The Florida Supreme Court set a Nov. 8 date to hear oral arguments as to whether an adult-use cannabis legalization initiative can appear on the state’s November 2024 ballot.
The state high court must approve the proposed wording of the initiative before voters can weigh in November 2024, the News service of Florida reported.
It’s unclear how soon the high court will rule after hearing arguments from attorneys for the Smart & Safe Florida adult-use advocacy campaign and the state’s Republican attorney general, Ashley Moody.
The recreational marijuana legalization campaign has submitted more than 1 million signatures from registered voters.

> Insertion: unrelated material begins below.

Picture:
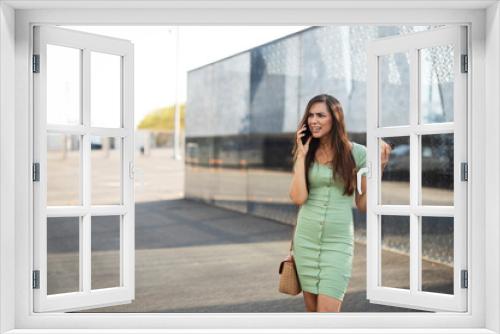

That would be enough to qualify the proposed constitutional amendment for next year’s ballot, but Moody is challenging the initiative.
In May, she questioned whether the proposed amendment meets “the requirements of Florida Statutes.”
Then, in her August court filing challenging the measure, Moody said it’s a thinly veiled effort by Safe & Smart’s key backer, Trulieve Cannabis Corp., to consolidate a “monopolistic stranglehold” on the state’s marijuana market.
Trulieve, a Florida-based multistate cannabis operator and the state’s largest medical marijuana company, has contributed nearly all of the $40 million raised by Smart & Safe, campaign records show.
History doesn’t bode well for the legalization initiative.
The Florida Supreme Court has rejected five of the past nine voter initiatives it’s reviewed, the Tallahassee Democrat reported.
According to the newspaper, the court is also “heavily tied” to Florida Gov. Ron DeSantis, a Republican who appointed five of the seven justices and has “repeatedly spoken against” recreational marijuana.